Thankfully, for a lot of software, there is no reason to ever give them network access in the first place.

16. lupusreal ◴[15 Oct 24 10:55 UTC] No.41847222{4}[source]
Zoom through a browser only.

As for the rest, they may have "analytics" (spyware) but are there any documented cases of any of them acting as an X11 keyloggers or covertly screenshotting the users desktop? Those are the threats Wayland asks us to fear. And Wayland won't protect us from the rest. If Firefox or Audacity phone home with reports about what I'm doing with those applications, Wayland won't stand in the way.

17. account42 ◴[15 Oct 24 13:23 UTC] No.41848314[source]
It very much is. I expect programs running on my computer to not be restricted in how they can help me.
18. account42 ◴[15 Oct 24 13:25 UTC] No.41848347[source]
What is interesting is that physical home security has gone in the opposite direction - people are happy to put dozens of devices in they home which can (and some definitely do) stream everything they hear and see to the cloud.
19. superkuh ◴[15 Oct 24 22:36 UTC] No.41853850{6}[source]
>Why exactly should we perpetuate the insecure old single-privilege-level desktop model?

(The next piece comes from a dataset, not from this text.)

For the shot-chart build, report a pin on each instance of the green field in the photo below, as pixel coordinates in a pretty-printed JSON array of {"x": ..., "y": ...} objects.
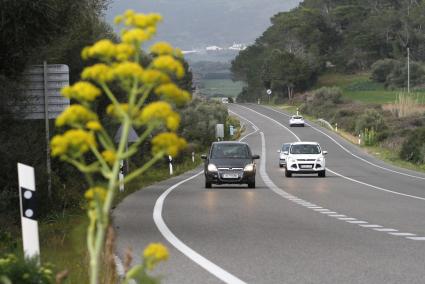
[
  {"x": 359, "y": 87},
  {"x": 220, "y": 87}
]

Because after 10 years of heavy development none of the waylands have managed support simple things like screen readers. X11 supports screen readers and innumberable other vital accessibility features that wayland never will be able to. Some waylands might eventually develop extensions for their particular desktop but there won't ever be a way for wayland protocol because it can't. Security theater is more important than accessibility/usability for wayland that leaves many use cases and entire demographics of people out in the cold.

So yes, X11, which is still the least worst option. Better to have the ability to do all things than have to wait decades+ for developers to write complex extensions to do things (and just for their DE, causing fragmentation).